I had to move to Cleveland. We did two rounds [of treatment] on Oahu, then the rest of them in Cleveland.
Living in Ohio for a year was so crazy. It was pretty hard to be away from the ocean, but I feel like it was shorter than it seemed. I’ve had a few surf sessions since I’ve been back, and it’s like riding a bike.
I made a few friends in Ohio. I went to church and did a youth group, but the community is just so different. Maui’s so tight-knit, especially the surf community. Everyone was so supportive, like Kai Lenny’s family, Ian Walsh’s family, and Shawna Dukes.
I think [if you’re going through cancer], find the positives in every little community, whether that’s like your academics or athletics. Being a cancer survivor, I never really talk about it, even with my friends. I didn’t want to be labeled as that because I got it so young. I’m just grateful now. I don’t take things for granted. And I’m grateful to live on Maui.”
Related: In and Out of the Water, Ian Walsh is a Force of Good on Maui
Olivia Jenkins:
“I was 30 when I was diagnosed. I’d been dealing with a lot of chronic back pain for a long time, and finally, I planned for surgery. The week before the surgery, I got a chest x-ray. That actually caught the cancer, which is crazy. I had no symptoms. It was stage 2A Nodular Sclerosis Hodgkin’s lymphoma. So we moved to LA for treatment.
Not being able to get in the ocean was one of the hardest parts. That’s my place. If I’m having a hard day, I go jump in the water, and suddenly I couldn’t.
So I switched my mindset. I know I can’t get in the ocean, so I need to find another outlet. That became movement… hiking, biking, walking. That became my sense of peace.

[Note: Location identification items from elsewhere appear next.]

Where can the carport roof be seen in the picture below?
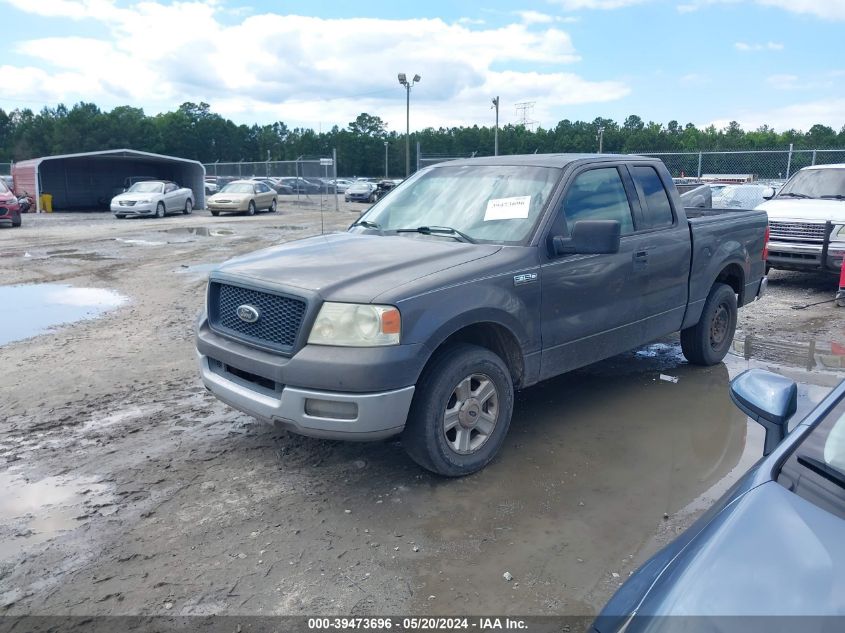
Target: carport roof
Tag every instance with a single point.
(110, 153)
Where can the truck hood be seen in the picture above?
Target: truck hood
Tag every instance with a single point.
(352, 267)
(804, 210)
(770, 553)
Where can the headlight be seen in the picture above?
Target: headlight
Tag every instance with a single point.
(356, 325)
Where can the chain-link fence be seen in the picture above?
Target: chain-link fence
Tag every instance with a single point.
(745, 166)
(303, 168)
(738, 166)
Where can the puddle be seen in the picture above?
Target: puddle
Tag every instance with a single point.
(593, 461)
(37, 511)
(200, 230)
(34, 309)
(87, 257)
(139, 242)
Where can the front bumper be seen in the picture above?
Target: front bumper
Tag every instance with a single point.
(806, 256)
(135, 209)
(358, 416)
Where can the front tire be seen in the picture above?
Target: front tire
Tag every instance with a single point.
(461, 411)
(707, 342)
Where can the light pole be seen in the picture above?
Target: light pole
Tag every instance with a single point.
(404, 81)
(496, 132)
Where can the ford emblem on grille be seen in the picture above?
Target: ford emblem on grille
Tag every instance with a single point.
(248, 313)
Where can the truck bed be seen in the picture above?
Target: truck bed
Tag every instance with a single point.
(720, 236)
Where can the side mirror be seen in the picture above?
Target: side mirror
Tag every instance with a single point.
(766, 398)
(590, 237)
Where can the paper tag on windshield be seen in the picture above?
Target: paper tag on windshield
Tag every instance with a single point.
(507, 208)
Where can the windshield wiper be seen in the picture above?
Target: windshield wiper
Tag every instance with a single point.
(447, 230)
(823, 469)
(366, 224)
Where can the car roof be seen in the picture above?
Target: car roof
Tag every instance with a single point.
(543, 160)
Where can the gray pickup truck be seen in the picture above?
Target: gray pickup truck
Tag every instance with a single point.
(470, 280)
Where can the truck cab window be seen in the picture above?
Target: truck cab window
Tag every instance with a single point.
(657, 211)
(598, 194)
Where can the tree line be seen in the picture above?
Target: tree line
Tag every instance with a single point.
(194, 131)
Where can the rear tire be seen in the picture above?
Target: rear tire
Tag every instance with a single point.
(461, 411)
(708, 341)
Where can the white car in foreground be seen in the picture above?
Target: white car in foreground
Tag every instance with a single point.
(153, 197)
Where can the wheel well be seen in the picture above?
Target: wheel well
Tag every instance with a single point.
(498, 339)
(733, 276)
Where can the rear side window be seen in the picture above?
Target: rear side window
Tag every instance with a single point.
(657, 211)
(598, 194)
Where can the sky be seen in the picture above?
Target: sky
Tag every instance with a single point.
(319, 63)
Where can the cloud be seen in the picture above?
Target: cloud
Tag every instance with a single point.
(826, 9)
(799, 116)
(575, 5)
(768, 46)
(535, 17)
(303, 70)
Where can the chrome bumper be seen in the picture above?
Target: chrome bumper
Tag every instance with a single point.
(366, 416)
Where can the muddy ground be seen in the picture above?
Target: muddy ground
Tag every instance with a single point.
(126, 489)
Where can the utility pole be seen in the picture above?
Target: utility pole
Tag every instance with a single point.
(408, 84)
(496, 129)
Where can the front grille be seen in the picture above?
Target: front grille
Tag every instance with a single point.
(799, 231)
(279, 320)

It’s very easy to get into that place of like, woe is me. I want to stay in bed all day. But if you can get outside and move, it makes the process so much easier. I had Ian pushing me, like, no, we’re getting up, we’re going for a walk.
Maui is my happy place, and I’m really glad I didn’t go through treatment here. It was kind of nice that nobody here saw me in those really dark moments. I could come home and just be me again.
That first time I went back in the ocean, it was terrible conditions, closing out. I was on a longboard catching the tiniest waves sideways, but it felt so good. I had so much joy. Before, I never would have appreciated that. It’s just finding the joy in the little things. I really appreciate those moments now.”